In search of the right shelter
The eternal shelter of humankind will always be nature. And, on his final and irreversible journey towards the soil, the man provides shelter to a lot others: hordes of micro-organisms that make the putrefying body their shelter and food, albeit for sometime.
It is this universal truth that Augustine Varghese mainly explores through his terracota sculptures.
‘Shelter’, the expo that is on at Madhavan Nayar Foundation Museum at Edappally, depicts the dissimilar facades of shelter that animate things seek.
“Our home is nature or soil. It is a perpetual connect between human and the nature that I focus on in my works. And, I think it is apt that I use terracota as a medium to express my relation to the nature,” says Augustine who has exhibited 15 sculptures made by him at the expo.
True to his words, Augustine’s works exudes instant connect with nature. ‘The Man’ that portrays the decaying bust of a dead man renders how we ourselves turn to refuge for the innumerable organisms. A similar female figurine is also exhibited.
The artist has also carved a figurine with indefinite features. “I wanted it to vaguely resemble Buddha, an eternal shelter for disturbed spirits, who carries another shelter in his head,” says Augustine.
Exploring the different facade of shelter is ‘Purdah’ , the sculpture of a purdah-clad woman. The artist feels that in today’s social situation purdah becomes a shelter for women from the atrocities thrust on them. The striking sculpture has efficiently touched upon an otherwise taboo subject.

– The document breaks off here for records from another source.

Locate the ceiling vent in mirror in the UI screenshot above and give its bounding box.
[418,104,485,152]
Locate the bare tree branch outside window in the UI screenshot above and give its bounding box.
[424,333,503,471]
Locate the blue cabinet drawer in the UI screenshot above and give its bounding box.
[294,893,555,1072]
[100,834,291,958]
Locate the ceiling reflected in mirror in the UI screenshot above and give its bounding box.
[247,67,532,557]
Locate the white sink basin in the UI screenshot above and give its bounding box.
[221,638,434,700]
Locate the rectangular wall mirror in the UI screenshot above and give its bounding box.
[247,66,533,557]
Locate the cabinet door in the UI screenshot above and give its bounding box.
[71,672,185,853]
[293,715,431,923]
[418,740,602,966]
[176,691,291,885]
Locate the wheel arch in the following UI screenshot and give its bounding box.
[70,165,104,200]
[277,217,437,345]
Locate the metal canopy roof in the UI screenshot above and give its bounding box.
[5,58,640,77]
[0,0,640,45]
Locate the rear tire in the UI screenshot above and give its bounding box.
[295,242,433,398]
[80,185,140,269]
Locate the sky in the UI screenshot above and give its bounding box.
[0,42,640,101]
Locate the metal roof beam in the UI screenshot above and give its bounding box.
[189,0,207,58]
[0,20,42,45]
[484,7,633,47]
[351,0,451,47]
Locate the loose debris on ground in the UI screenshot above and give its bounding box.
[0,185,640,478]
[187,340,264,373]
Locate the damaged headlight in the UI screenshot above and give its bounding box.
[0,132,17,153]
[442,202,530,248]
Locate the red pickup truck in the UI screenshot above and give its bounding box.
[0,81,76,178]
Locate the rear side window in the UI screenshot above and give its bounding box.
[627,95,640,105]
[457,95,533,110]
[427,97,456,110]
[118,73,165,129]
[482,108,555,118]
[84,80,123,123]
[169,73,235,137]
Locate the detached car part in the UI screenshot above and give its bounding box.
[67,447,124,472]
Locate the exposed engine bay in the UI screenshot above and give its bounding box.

Equally notable is his work ‘Flats’ that debates the so-called ‘flat culture’ that has enveloped us. The figurine lacks a head, a metaphor for ‘headless body’. “That’s how today’s generations are. They have lost the connect with the earth and are thus painfully ‘headless’, says Augustine , who has won Kerala Lalithakala Akademi State Award for Terracotta Sculpture in 2009.
Augustine’s works rue the change that occurred in man’s perspective towards soil and earthen-art. His works predominantly portray termite mounds that may soon disappear from our radar as we loose our connect with soil.
And, through his sculpture of Vincent Van Gogh, Augustine pays a tribute to the painter whose works portrayed his intense relationship with nature. The exhibition will be on till June 25. A BFA graduate from Sree Sankaracharya University of Sanskrit, Kalady, Augustine’s works were earlier exhibited at the various exhibitions conducted by the Lalithakala Akademy.